I just had the very same thoughts. I'm not an expert of law either, but technically speaking, the BORI Mahābhārata is not simply an edition, but a new text created by its editors between 1919 and 1966. The editors are, in this case, actually authors, who obviously transferred their copyright to the still existing BORI. So unless an ancient and complete manuscript appears which contains the very same text as the BORI Mahābhārata (very unlikely, I would say), the BORI holds the copyright of its text. According to German law (mentioned by Dominik), however, it does not – 25 years have long gone past since the publication of the original edition. The co-owned copyright of Prof. Tokunaga (1994), too, would expire this year – in Germany.

Of course, authors also have the copyright to transcriptions of their text – just imagine someone would transcribe a talk you give and then publish it as their own text. I would argue that creating an electronic transcription of a (copyrighted) Devanāgarī text isn't much different.

Best regards,

Dominik A. Haas



__________________
Dominik Haas, BA MA
PhD student, University of Vienna

Am 01.10.2019 um 10:14 schrieb Dominik Wujastyk via INDOLOGY:
Copyright is a slippery beast.  But the law is not *that* difficult in broad outline.

What you say, Jonathan, about not being able to claim copyright over editions, is definitely wrong.  One can.  Authors, editors, and publishers do so all the time.  It's routinely printed on the back of the title page.

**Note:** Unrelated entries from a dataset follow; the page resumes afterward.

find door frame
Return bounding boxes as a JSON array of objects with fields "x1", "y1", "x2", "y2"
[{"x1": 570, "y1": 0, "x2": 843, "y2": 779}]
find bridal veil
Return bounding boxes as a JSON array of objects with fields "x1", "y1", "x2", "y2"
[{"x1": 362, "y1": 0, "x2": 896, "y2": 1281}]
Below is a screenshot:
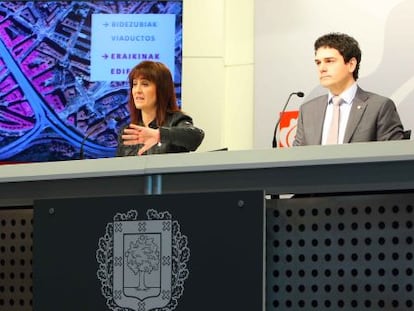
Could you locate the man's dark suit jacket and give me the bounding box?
[293,87,404,146]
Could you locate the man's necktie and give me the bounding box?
[326,96,342,145]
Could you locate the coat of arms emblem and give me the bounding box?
[96,210,190,311]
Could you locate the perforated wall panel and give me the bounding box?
[0,208,33,311]
[266,194,414,311]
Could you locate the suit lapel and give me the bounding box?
[344,87,368,143]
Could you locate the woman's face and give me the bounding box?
[131,77,157,112]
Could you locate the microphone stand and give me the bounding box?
[272,92,305,148]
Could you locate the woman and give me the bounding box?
[116,61,204,156]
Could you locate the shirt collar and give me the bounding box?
[328,82,358,104]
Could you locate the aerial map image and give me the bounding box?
[0,0,182,163]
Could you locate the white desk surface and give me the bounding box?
[0,140,414,183]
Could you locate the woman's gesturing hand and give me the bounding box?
[122,124,160,155]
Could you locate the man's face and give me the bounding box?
[315,47,356,95]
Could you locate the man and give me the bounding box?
[293,33,404,146]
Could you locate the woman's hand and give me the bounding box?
[122,124,160,155]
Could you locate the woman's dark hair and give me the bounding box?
[128,61,180,126]
[314,32,361,81]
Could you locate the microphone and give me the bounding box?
[272,92,305,148]
[79,116,122,160]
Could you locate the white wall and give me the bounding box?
[182,0,414,152]
[254,0,414,148]
[182,0,254,152]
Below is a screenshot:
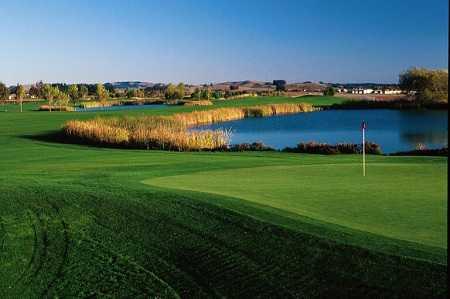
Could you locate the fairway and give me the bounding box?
[145,162,447,248]
[0,97,447,298]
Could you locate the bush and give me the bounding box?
[323,87,335,97]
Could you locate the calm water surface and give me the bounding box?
[200,109,448,153]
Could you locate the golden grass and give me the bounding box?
[63,104,314,151]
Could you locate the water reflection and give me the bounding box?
[202,109,448,153]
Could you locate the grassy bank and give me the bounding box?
[63,103,314,151]
[0,98,447,298]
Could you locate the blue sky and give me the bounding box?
[0,0,448,84]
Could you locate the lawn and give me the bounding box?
[0,97,447,298]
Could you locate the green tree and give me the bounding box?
[323,86,336,97]
[191,87,201,100]
[164,83,177,99]
[200,87,211,100]
[212,90,224,99]
[399,67,448,102]
[67,84,80,101]
[42,84,59,112]
[0,82,9,111]
[174,83,185,99]
[127,88,136,99]
[95,84,108,105]
[78,85,89,99]
[54,89,70,111]
[16,84,25,112]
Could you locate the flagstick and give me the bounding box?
[362,126,366,176]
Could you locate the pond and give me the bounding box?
[199,109,448,153]
[75,104,168,112]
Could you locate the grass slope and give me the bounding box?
[0,98,447,298]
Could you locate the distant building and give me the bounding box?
[352,88,374,94]
[273,80,286,91]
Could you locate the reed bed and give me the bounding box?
[63,104,314,151]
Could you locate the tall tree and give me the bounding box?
[42,84,59,112]
[399,67,448,102]
[16,84,25,112]
[0,82,9,111]
[67,84,79,102]
[0,82,9,101]
[164,83,177,99]
[174,83,184,99]
[79,85,89,99]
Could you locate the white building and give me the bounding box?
[373,88,402,95]
[352,88,374,94]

There *is* a precedent of some sort specifically in German law that copyright on an edition expires after 25 years, and not the usual 60 or 70 years after the death of the author.  Some other countries are looking at this German law and behaving accordingly.  See 
Margoni, Thomas and Perry, Mark, Scientific and Critical Editions of Public Domain Works: An Example of European Copyright Law (Dis)Harmonization (November 18, 2011). Canadian Intellectual Property Review, Vol. 27, p. 157. Available at SSRN: https://ssrn.com/abstract=1961535 (PDF)

But copyright inheres in all sorts of things.  So, a book contains text written by an author.  The author has copyright of that (unless they sign it away).  But the book also has a certain design, created by a book designer.  That may be subject to copyright, if it is particularly original.  Someone created the typeface and owns the copyright of that.  So you could get the author's permission to photocopy the book and the designer and typeface creators could still sue you for breach of their copyright.  It's all very vexing.

In the case of the Mbh, I think there's a arguable case that BORI owns copyright of the text, but Prof. Tokunaga co-owns copyright of the electronic transcription.  Because he made something new and unique, especially by dividing compounds and so forth, thereby creatively adding original content.

The Wikipedia page on Copyright and on infringement are good, incidentally.  As the latter page says,

Shifting public expectations, advances in digital technology, and the increasing reach of the Internet have led to such widespread, anonymous infringement that copyright-dependent industries now focus less on pursuing individuals who seek and share copyright-protected content online, and more on expanding copyright law to recognize and penalize, as indirect infringers, the service providers and software distributors who are said to facilitate and encourage individual acts of infringement by others.

So while it's unlikely that you personally would be pursued for putting the BORI Mbh on your website, the website maintainer or even hosting business might be pursued.